O ano terminou com o anúncio da chegada do Sci-Fi Channel na América Latina. Sem dúvida uma grande notícia mas, como diz a velha frase, só vendo para acreditar. Como sabemos, trata-se de um canal a cabo voltado exclusivamente para a FC e que hoje é um dos canais fechados mais vistos nos EUA. Desde os anos 90, quando teve sua programação parcialmente exibida por aqui no antigo USA Channel, a chegada do Sci-Fi Channel é aguardada pelos fãs de séries e filmes de FC por essas bandas, mas a notícia parece ser para valer desta vez.

Vendo como foi este ano, podemos dizer que em 2007 a FC televisiva vai girar em torno basicamente dos projetos que o Sci-Fi Channel for soltando no ar. Um desses projetos que talvez agite o público é “The Lost Room”, cujos trailers já disponíveis no site da emissora ao menos mostram que esta será uma das produções mais inusitadas. “The Lost Room”, claro, é apenas uma das muitas idéias que andam rondando a FC feita para a TV que, quarenta anos depois da estréia de Jornada nas Estrelas, pode se orgulhar de hoje ser um dos poucos gêneros a ter um canal de TV exclusivamente voltado para suas criações e seu público, algo impensável na época em que Kirk e sua tripulação iniciaram sua jornada indo onde nenhuma série de TV, de ficção científica ou não, jamais esteve.

Vamos torcer para que, em dezembro de 2007, estejamos comemorando por aqui o êxito do Sci-Fi Channel na América Latina e, mais especificamente, no Brasil.
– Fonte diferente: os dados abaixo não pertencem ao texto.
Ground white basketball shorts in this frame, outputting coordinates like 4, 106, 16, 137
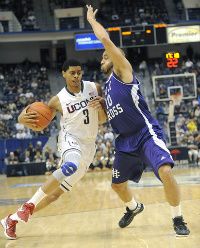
58, 133, 96, 192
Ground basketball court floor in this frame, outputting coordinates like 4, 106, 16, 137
0, 167, 200, 248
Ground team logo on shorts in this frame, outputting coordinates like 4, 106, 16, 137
112, 168, 120, 178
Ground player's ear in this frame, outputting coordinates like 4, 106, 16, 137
62, 70, 66, 77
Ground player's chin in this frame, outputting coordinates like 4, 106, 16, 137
101, 66, 106, 73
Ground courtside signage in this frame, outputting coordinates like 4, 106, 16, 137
75, 33, 104, 50
167, 25, 200, 44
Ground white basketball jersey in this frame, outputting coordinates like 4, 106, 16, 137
57, 80, 99, 143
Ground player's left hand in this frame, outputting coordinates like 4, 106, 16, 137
88, 96, 106, 111
86, 5, 98, 22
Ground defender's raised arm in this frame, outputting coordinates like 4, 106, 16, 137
86, 5, 133, 83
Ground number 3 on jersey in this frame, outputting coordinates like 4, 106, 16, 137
83, 109, 89, 124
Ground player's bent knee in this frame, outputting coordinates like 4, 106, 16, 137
61, 162, 77, 176
158, 164, 173, 180
111, 182, 127, 192
53, 162, 78, 182
53, 150, 81, 182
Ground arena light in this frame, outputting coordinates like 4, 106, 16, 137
154, 24, 167, 28
107, 27, 120, 31
122, 31, 131, 36
146, 29, 152, 34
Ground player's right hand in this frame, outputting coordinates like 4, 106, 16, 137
86, 5, 98, 23
18, 106, 40, 130
88, 96, 105, 110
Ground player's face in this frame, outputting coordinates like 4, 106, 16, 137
101, 52, 113, 75
63, 66, 83, 90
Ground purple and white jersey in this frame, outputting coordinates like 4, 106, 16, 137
104, 72, 164, 152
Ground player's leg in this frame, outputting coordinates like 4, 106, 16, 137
0, 151, 79, 240
34, 141, 96, 212
159, 165, 190, 236
111, 151, 145, 228
34, 187, 64, 212
158, 164, 180, 206
1, 136, 82, 239
140, 137, 190, 236
19, 149, 81, 218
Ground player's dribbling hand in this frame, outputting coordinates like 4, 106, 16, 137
86, 4, 98, 22
88, 96, 106, 111
18, 106, 40, 130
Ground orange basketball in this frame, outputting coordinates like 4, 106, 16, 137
27, 102, 53, 129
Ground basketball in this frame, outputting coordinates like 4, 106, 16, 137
27, 102, 53, 129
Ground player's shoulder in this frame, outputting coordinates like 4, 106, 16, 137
57, 87, 67, 96
82, 80, 101, 95
82, 79, 95, 84
82, 79, 97, 89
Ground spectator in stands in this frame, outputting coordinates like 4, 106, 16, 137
24, 150, 31, 163
92, 149, 105, 171
15, 122, 25, 131
15, 129, 27, 139
194, 105, 200, 118
139, 60, 147, 77
187, 119, 197, 133
104, 140, 114, 169
45, 153, 58, 175
104, 129, 114, 142
185, 59, 193, 69
27, 143, 35, 162
34, 151, 43, 163
187, 135, 198, 165
35, 141, 43, 153
5, 152, 19, 165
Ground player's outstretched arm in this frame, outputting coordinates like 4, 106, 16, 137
86, 5, 133, 83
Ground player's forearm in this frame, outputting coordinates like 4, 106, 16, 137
98, 108, 107, 124
88, 19, 109, 43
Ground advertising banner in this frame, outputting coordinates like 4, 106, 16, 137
167, 25, 200, 44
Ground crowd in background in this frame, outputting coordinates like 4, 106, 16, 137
1, 0, 190, 32
97, 0, 169, 27
0, 60, 57, 139
48, 0, 84, 14
152, 55, 200, 166
0, 0, 39, 31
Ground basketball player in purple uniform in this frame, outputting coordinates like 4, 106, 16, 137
87, 5, 189, 236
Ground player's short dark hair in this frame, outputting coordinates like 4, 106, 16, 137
62, 60, 82, 72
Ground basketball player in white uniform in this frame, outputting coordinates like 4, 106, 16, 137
1, 60, 107, 239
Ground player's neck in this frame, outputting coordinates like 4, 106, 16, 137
106, 70, 113, 78
67, 85, 81, 93
65, 81, 83, 95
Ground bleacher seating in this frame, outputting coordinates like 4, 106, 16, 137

Esse sucesso poderia ser coroado com um interesse maior pela FC na TV aberta brasileira… mas um passo por vez. Por enquanto todos os sonhos que a FC televisiva já foi capaz de produzir, demonstrando seu potencial e sua popularidade, vão chegando até nós apesar de todos os preconceitos que ainda sofre por aqui. Portanto, ser otimista em relação ao futuro da FC na telinha está longe de ser um exagero… e otimismo é uma das marcas da ficção científica em geral, sem esquecer que o pessimismo é apenas o ponto de equilíbrio do otimismo, como a ficção científica sempre demonstrou em várias de suas criações.

A jornada nunca vai terminar, felizmente.